The Cold War, the great ideological struggle that divided the world for decades after World War II until the Fall of the Berlin Wall, pitted the United States and NATO against the Soviet Union and the Warsaw Pact in the greatest arms race the world had ever seen. When the Warsaw Pact dissolved and the Soviet Union subsequently collapsed in 1991, the West believed its greatest rival was finally gone forever. That’s not to say there aren’t tensions between the U.S. and the Russian Federation (there are), but it is a situation much preferable to the Soviet Union.
However, it seems that despite the dictatorship, food shortages, secret police, gulags, etc. brought about by the Soviet Union, there are those who want to see it return. The National Bolshevik Front is a series of Russian political groups which seek to return certain aspects of the USSR to Russia, with some groups being more radical than others with branches in multiple European countries. The NBF promotes itself in a similar fashion to the Nazis of World War II, with mass protests and demonstrations and waving large flags with bright red, black and white colors. The NBF flag itself is almost identical to the Nazi flag, with the only difference being that the swastika is replaced with a hammer and sickle, although some forms of the flag have a black background instead of red.
The NBF originally began as the National Bolshevik Party in 1993, founded by Russian political activist Eduard Limonov. The NBP opposed Western influences and capitalism, as well as Russian president Vladimir Putin who is (ironically) accused of turning the Russian Federation into a police state. While the NBP was considered by some (such as the Department of Homeland Security) to be a terrorist organization, the NBF eventually split from the NBP because it was believed by certain members that Limonov was allying with Western-friendly groups to remove Putin from power. Thus members of the NBF did not consider the NBP to even be a Bolshevist-based organization. The NBP eventually dissolved by 2010 when Limonov founded a new political party called The Other Russia, whose flag is similar to the NBP flag except the hammer and sickle is replaced with a grenade.
The National Bolshevik Front opposes liberal movements within Russia such as the Democratic Union, while also opposing organizations outside of Russia, such as the United States and NATO. Due to the many different groups within the NBF, specific goals range in terms of extremism although some support racist ideologies such as the deportation of non-Russians and the nationalization of all industries inside Russia, while others promote antisemitism.

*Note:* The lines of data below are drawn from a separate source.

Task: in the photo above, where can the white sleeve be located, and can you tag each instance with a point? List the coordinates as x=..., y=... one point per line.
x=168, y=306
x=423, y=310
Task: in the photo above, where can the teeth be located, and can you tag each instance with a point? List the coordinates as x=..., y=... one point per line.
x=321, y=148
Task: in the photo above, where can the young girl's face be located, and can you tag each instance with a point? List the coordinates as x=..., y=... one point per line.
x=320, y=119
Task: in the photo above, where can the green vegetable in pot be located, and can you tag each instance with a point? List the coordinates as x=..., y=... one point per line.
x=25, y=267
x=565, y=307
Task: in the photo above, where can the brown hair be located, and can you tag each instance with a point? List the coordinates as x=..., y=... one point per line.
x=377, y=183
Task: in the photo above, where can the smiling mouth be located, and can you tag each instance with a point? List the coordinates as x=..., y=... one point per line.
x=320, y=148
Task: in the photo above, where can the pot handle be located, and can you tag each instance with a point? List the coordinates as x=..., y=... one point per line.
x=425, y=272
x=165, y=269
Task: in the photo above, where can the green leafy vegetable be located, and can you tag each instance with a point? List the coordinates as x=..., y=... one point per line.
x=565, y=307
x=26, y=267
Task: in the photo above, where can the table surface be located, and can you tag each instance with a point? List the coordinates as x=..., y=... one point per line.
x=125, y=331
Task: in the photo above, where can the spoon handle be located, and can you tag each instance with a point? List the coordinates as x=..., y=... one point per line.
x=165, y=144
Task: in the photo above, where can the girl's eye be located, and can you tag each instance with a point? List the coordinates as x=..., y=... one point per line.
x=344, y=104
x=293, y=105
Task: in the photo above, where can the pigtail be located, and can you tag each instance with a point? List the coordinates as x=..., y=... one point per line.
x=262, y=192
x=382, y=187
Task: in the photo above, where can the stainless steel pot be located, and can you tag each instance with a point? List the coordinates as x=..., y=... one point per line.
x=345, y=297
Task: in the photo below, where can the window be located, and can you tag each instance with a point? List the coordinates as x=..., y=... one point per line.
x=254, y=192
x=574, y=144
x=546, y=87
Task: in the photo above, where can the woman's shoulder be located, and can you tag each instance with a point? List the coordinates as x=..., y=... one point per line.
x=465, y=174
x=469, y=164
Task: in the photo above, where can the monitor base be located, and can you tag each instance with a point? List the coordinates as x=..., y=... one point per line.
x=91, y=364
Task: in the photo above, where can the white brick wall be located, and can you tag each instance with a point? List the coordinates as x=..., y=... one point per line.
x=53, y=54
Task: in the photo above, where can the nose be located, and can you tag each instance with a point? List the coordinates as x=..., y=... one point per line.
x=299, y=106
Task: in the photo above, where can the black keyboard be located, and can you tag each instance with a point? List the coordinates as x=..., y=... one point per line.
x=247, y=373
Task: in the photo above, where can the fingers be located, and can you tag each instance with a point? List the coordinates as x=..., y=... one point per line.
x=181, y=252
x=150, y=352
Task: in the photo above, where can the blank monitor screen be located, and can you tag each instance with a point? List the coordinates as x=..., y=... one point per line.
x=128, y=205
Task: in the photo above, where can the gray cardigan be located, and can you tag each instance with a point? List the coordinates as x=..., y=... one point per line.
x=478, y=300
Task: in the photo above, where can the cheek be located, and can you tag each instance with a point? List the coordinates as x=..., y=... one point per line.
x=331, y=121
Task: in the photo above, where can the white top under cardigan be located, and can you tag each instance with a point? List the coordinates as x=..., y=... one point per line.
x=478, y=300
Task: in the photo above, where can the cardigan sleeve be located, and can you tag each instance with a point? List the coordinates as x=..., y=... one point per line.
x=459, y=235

It’s unknown exactly how many people are associated with the NBF, as it has many splinter groups and isn’t an official political party, but at one point the former NBP had over 10,000 members. Combined with the growing protests against president Vladimir Putin and the fact that the Communist Party of the Russian Federation is the second largest political party behind United Russia (The political party of Putin), it seems plausible that an extremist group such as the NBF could possibly attract more members to its cause or someday do more than simply protest in the streets of Moscow. Fortunately, the NBF is also very diverse and not centralized, hopefully preventing the group from ever achieving their goals and keeping them relegated them to the fringes of Russian society.